Development of Modular Cable-Driven Parallel Robotic Systems

• Published in: IEEE access Vol. 7; pp. 5541 - 5553
• Main Authors: Qian, Sen, Zi, Bin, Wang, Daoming, Li, Yuan
• Format: Journal Article
• Language: English
• Published: Piscataway IEEE 2019; The Institute of Electrical and Electronics Engineers, Inc. (IEEE)

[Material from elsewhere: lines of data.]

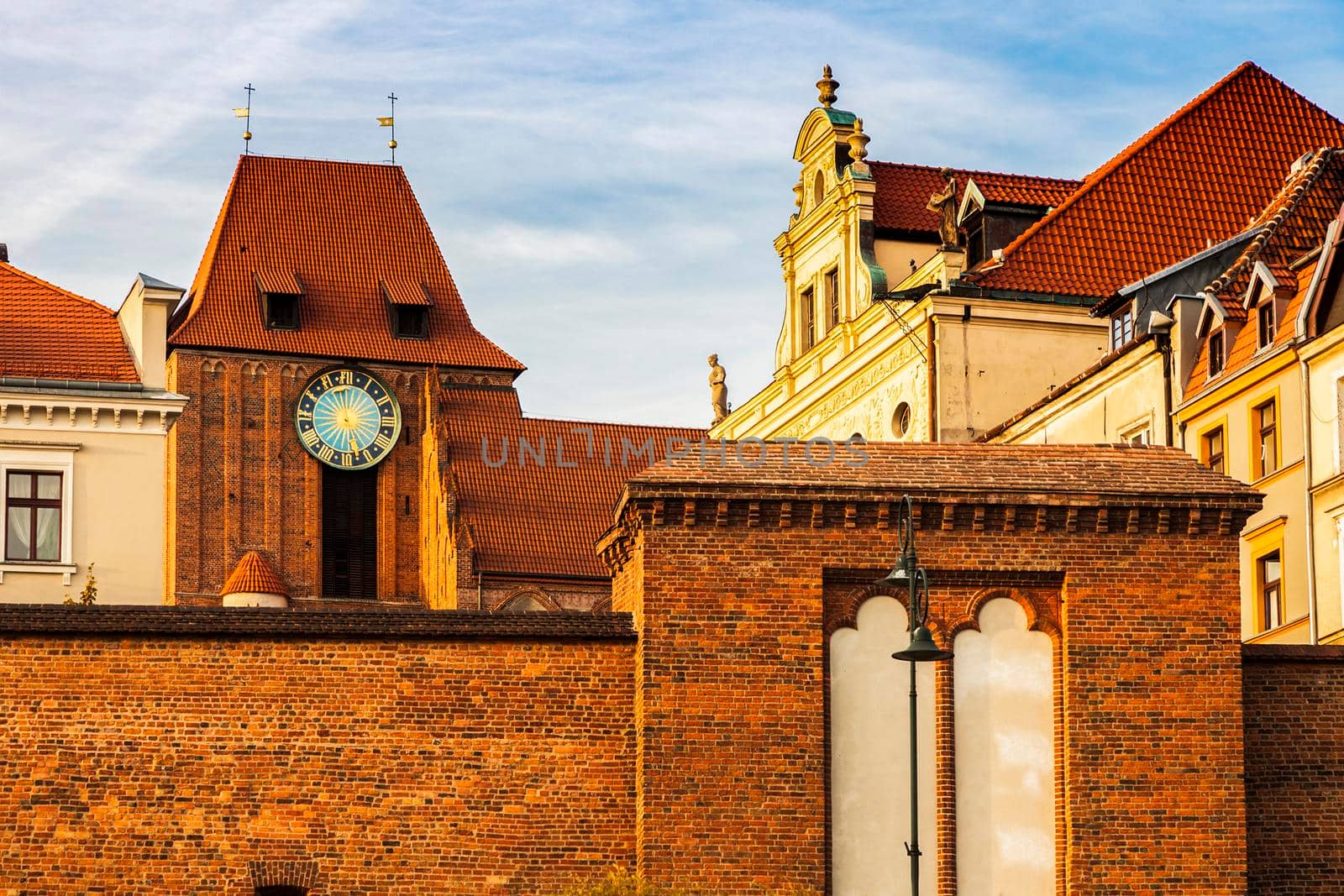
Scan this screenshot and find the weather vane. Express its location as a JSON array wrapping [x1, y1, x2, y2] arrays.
[[378, 92, 396, 165], [234, 82, 255, 156]]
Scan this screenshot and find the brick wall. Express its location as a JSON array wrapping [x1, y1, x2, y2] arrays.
[[0, 607, 634, 896], [602, 448, 1252, 894], [1243, 645, 1344, 896], [165, 349, 426, 605]]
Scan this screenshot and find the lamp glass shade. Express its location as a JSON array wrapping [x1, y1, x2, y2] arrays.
[[891, 626, 953, 663]]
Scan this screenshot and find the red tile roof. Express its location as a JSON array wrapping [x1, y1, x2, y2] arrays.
[[970, 62, 1344, 297], [439, 387, 704, 578], [170, 156, 522, 371], [1185, 148, 1344, 398], [381, 277, 434, 305], [219, 551, 289, 598], [869, 161, 1082, 235], [0, 262, 139, 383]]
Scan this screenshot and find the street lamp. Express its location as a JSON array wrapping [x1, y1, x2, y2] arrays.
[[879, 495, 952, 896]]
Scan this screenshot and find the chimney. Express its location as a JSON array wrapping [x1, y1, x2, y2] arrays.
[[117, 274, 184, 390]]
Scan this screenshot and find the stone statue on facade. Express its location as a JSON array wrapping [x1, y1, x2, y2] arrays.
[[926, 168, 957, 249], [710, 354, 728, 423]]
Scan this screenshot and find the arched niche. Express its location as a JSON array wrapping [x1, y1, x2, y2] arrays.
[[495, 589, 559, 612], [829, 594, 938, 896], [953, 595, 1055, 896]]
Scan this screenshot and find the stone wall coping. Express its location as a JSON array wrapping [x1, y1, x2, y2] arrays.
[[0, 603, 636, 641], [1242, 643, 1344, 665]]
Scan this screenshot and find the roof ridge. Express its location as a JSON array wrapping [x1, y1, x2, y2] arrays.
[[392, 165, 527, 374], [1003, 59, 1295, 264], [168, 155, 247, 341], [0, 262, 117, 318], [869, 159, 1084, 184], [1203, 146, 1344, 296]]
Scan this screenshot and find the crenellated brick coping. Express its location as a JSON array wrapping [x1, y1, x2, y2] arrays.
[[0, 603, 636, 641], [596, 494, 1261, 569], [1242, 643, 1344, 663]]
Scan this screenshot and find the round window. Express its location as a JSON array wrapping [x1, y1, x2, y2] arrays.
[[891, 401, 910, 439]]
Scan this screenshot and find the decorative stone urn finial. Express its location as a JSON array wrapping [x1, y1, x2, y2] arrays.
[[817, 65, 840, 109], [848, 118, 872, 165]]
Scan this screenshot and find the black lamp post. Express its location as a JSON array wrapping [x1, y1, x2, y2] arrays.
[[879, 495, 952, 896]]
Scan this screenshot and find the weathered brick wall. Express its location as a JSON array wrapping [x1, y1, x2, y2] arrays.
[[0, 607, 634, 896], [165, 349, 426, 605], [1243, 645, 1344, 896], [603, 482, 1246, 894]]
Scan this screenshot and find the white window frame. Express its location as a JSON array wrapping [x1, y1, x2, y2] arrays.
[[0, 441, 81, 584], [1120, 414, 1153, 445]]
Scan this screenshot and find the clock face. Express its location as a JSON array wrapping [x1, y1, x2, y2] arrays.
[[294, 367, 402, 470]]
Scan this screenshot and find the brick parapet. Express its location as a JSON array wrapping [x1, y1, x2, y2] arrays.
[[600, 451, 1259, 896], [0, 605, 636, 641], [1242, 643, 1344, 896], [0, 623, 634, 896]]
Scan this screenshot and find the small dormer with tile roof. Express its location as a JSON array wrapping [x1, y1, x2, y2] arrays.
[[168, 155, 524, 607]]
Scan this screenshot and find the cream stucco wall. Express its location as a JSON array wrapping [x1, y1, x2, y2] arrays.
[[831, 596, 938, 896], [1176, 347, 1310, 643], [993, 340, 1167, 445], [953, 598, 1055, 896], [0, 392, 181, 603], [932, 296, 1107, 442], [872, 239, 938, 286], [1301, 318, 1344, 642]]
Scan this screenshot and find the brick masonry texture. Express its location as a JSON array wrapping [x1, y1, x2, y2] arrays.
[[0, 617, 634, 896], [0, 445, 1288, 896], [1243, 645, 1344, 896], [164, 349, 430, 605], [602, 445, 1258, 896]]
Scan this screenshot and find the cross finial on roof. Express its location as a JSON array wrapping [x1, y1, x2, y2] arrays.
[[234, 81, 255, 156], [817, 65, 840, 109]]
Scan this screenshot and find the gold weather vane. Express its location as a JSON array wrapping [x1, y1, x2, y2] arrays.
[[378, 92, 396, 165], [234, 82, 255, 156]]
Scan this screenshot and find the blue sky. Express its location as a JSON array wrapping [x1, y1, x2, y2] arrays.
[[8, 0, 1344, 425]]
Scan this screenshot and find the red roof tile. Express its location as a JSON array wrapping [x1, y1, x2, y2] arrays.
[[253, 267, 304, 296], [219, 551, 289, 598], [869, 161, 1082, 235], [1185, 148, 1344, 398], [973, 62, 1344, 297], [381, 277, 434, 305], [441, 387, 704, 578], [0, 262, 139, 383], [170, 156, 522, 371]]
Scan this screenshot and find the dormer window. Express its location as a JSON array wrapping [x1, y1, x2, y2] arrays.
[[262, 293, 298, 329], [1208, 331, 1227, 379], [1110, 307, 1134, 352], [253, 267, 304, 329], [392, 305, 428, 338], [1255, 301, 1274, 348], [379, 278, 433, 338]]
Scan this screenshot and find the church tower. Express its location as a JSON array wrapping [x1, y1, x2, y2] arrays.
[[165, 155, 522, 605]]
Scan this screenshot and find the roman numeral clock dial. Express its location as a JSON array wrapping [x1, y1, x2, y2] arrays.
[[294, 367, 402, 470]]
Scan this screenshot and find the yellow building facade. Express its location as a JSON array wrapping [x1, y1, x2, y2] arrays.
[[0, 262, 186, 603], [711, 70, 1105, 442], [986, 149, 1344, 643]]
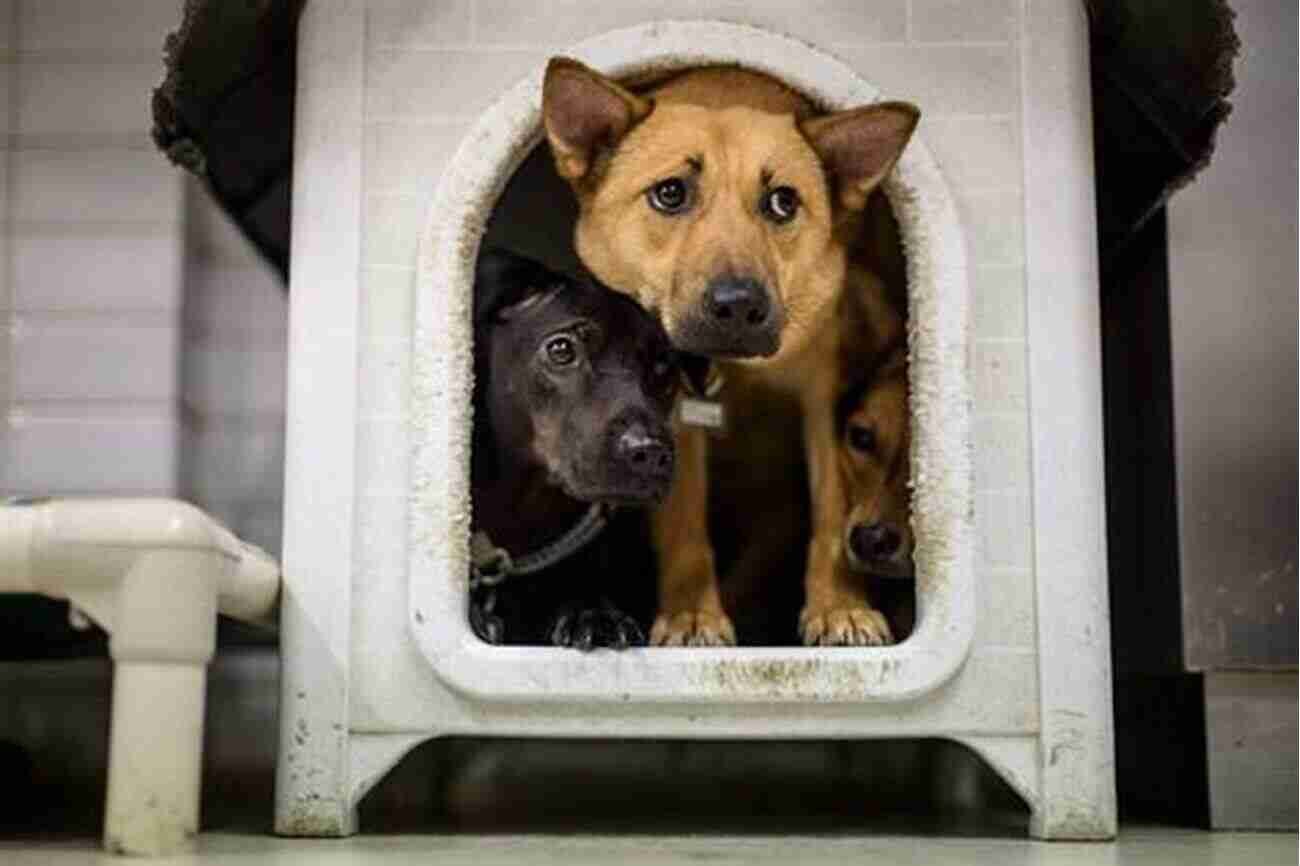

• Subjects: Cable-driven parallel robots; Cables; Collision avoidance; Control systems; design and implementation; End effectors; Hardware; Kinematics; Modular design; Modular systems; Monitoring; Monitoring systems; Motion control; Obstacle avoidance; Real time; Robots; Safety; safety monitoring; Tracking control; Trajectory control
• ISSN: 2169-3536; 2169-3536
• DOI: 10.1109/ACCESS.2018.2889245

Task-oriented modular design and safety monitoring are demonstrated to be outstanding challenges for robots in practical application. In order to obtain better flexibility and better obstacles avoidance capability, design and analysis of a modular cable-driven parallel robot (MCDPR) are presented in this paper, which can be reconfigured to several configurations in engineering applications by changing the number of the mobile modules and the connection mode of the end effector. With regard to the motion control and safety monitoring system, the design and implementation of hardware and software are presented. An experimental prototype for the MCDPR is developed, followed by a brief illustration of the connection mode between the end effector and cables, and the installation of monitoring nodes. The performance of the MCDPR is discussed experimentally, including real-time pose monitoring and obstacle avoidance. The results verify the feasibility and efficiency of kinematics model and obstacle avoidance method, and the results also indicate that the designed motion control and safety monitoring system can realize trajectory tracking control, real-time safety monitoring, and obstacle avoidance for the MCDPR.